Mas Azar sudah menghilang ke dalam ruangannya. Aku menolehkan kepalaku ke kubikel sebelah. Abby ternyata sudah menungguku. Dia berdiri memamerkan senyum manisnya. Dua bola matanya yang tertutup kaca mata bergerak - gerak meminta bantuan. Kujejalkan roti sisa sarapan ke dalam mulutku untuk menyumpal protes dari perut yang sudah minta diisi. Kusambar tripod, 7D plus EF-S 10-20mm yang tadi diletakkan Mas Azar di mejaku.
“Bring it on, By!”
___
Puluhan orang berkumpul di atrium utama Tunjungan Plaza. Event yang sedang aku liput bersama Abby ini adalah launching produk tabungan sebuah bank. Membosankan. Aku tidak benar – benar menyimak apa yang disampaikan MC sejak ia mulai membuka acara ini. Biarkan saja. Itu tugas Abby. Aku sendiri hanya mengambil beberapa momen seremonial yang menurutku penting, sebaik mungkin. Sebagai desainer grafis yang bertugas mengolah konten untuk disajikan seapik mungkin secara visual, aku senang jika fotografer dan reporter memberikan bahan olahan yang segar.
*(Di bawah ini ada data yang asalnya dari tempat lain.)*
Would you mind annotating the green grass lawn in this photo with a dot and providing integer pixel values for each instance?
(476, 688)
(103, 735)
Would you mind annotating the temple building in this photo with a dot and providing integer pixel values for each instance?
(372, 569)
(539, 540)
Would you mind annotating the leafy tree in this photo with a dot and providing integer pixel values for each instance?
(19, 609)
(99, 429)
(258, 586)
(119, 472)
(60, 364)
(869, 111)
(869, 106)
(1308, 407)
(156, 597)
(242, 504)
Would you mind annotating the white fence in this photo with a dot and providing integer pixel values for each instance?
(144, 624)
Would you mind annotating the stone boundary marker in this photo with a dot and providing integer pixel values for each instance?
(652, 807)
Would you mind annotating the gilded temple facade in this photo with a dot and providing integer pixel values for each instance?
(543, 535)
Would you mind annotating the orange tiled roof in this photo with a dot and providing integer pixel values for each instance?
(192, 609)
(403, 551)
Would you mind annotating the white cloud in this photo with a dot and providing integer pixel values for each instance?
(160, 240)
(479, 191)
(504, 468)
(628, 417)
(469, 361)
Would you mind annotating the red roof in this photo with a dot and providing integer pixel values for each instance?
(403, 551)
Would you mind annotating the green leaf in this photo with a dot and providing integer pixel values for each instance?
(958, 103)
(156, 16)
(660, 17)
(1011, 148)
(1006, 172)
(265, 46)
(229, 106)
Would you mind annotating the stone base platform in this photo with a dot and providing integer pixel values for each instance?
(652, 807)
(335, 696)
MC itu sudah menutup acaranya. Aku menyimpan kembali kamera dan lensa properti kantorku ke dalam tas. Kukalungkan tas kamera ini di leherku. Tripod yang sudah terbungkus kusampirkan di bahu kiriku. Aku sudah beres dengan tugasku. Abby pun tampaknya sama. Ia menutup buku catatannya dan mengaitkan pulpen di saku kemejanya.
“Cabut yu, By! Laper nih. Belum makan siang kan kita.” kataku.
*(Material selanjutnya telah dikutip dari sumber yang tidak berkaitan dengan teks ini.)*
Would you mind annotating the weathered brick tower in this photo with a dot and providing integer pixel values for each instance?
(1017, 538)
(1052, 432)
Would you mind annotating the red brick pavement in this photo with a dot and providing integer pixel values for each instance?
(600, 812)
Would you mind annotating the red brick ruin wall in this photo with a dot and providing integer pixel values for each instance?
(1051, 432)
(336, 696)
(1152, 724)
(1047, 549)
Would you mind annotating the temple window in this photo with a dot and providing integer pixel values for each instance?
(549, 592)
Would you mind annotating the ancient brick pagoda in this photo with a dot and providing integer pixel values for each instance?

“Kita ke foodcourt aja ya. Gue udah BBM Mas Azar, kita langsung cabut makan.”
Kami berjalan ke arah lift dan menunggu di depannya sampai pintu lift itu terbuka. Lapar dan capek sepertinya menjadi biang impuls kami sedikit lebih sensitif dari biasanya. Saat pintu lift terbuka dan tampak sebuah eh seorang badut berdiri sendirian di dalamnya, kami berteriak sekencang - kencangnya.
Beberapa detik kemudian aku dan Abby sadar kelakuan kami memalukan. Aku dan Abby menghentikan teriakan kami, dan memasuki lift yang masih terbuka menunggu kami. Aku tidak mau tahu dan tidak ingin melihat berapa banyak orang yang tadi mendengar teriakanku dan Abby, dan mengira kami adalah dua perempuan histeris atau semacamnya.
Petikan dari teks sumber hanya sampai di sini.